Nutritional fats and the risk of type 2 diabetes and cancer.

Auteur(s) :
Keller U., Stoeckli R.
Date :
Déc, 2004
Source(s) :
PHYSIOL BEHAV. #83:4 p611-615
Adresse :
Division of Endocrinology, Diabetology and Clinical Nutrition, Department of Internal Medicine, University Hospital, Petersgraben 4, CH-4031 Basel, Switzerland.

Sommaire de l'article

Dietary factors are important predictors for the risk of diabetes type 2. Increased consumption of fibre-rich foods, fruits and vegetables as well as limited amounts of total and saturated fats are essential elements in the prevention of diabetes type 2. The association between these dietary factors and the appearance of diabetes was not only present in cohort studies but were also major elements in the dietary part of the two large diabetes prevention trials (Finnish Diabetes Prevention Study, Diabetes Prevention Program).

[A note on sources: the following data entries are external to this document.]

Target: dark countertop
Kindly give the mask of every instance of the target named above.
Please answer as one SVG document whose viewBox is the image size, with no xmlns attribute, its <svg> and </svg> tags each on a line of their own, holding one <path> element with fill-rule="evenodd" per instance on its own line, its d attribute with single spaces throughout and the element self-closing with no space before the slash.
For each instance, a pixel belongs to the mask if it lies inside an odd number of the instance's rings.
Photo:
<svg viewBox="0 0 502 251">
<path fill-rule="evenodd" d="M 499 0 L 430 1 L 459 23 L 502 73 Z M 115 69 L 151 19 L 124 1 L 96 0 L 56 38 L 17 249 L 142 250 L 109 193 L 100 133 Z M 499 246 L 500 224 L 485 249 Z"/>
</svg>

There is also strong evidence for a relation between obesity and total fat intake and the incidence of certain types of cancers. There is a significant correlation between total fat intake and the risk of cancer; however, it is much weaker than that of the effect of red meat. Recommendations to decrease red meat intake, particularly processed meat, may decrease the risk of colorectal and prostate cancer and may have beneficial effects on breast cancer as well, although this evidence is less compelling. Overall, recommendations focused on controlling or reducing body weight by regular physical activity and avoidance of excessive energy intake from all sources, particularly from fat and saturated fats, by increasing consumption of fibre-rich carbohydrates, vegetables and fruits are effective in decreasing the risk for type 2 diabetes by more than 50% in high-risk individuals. Similar dietary patterns are likely to diminish the manifestation of certain forms of cancers. These conclusions are in agreement with current recommendations for cancer prevention as propagated by the American Cancer Society.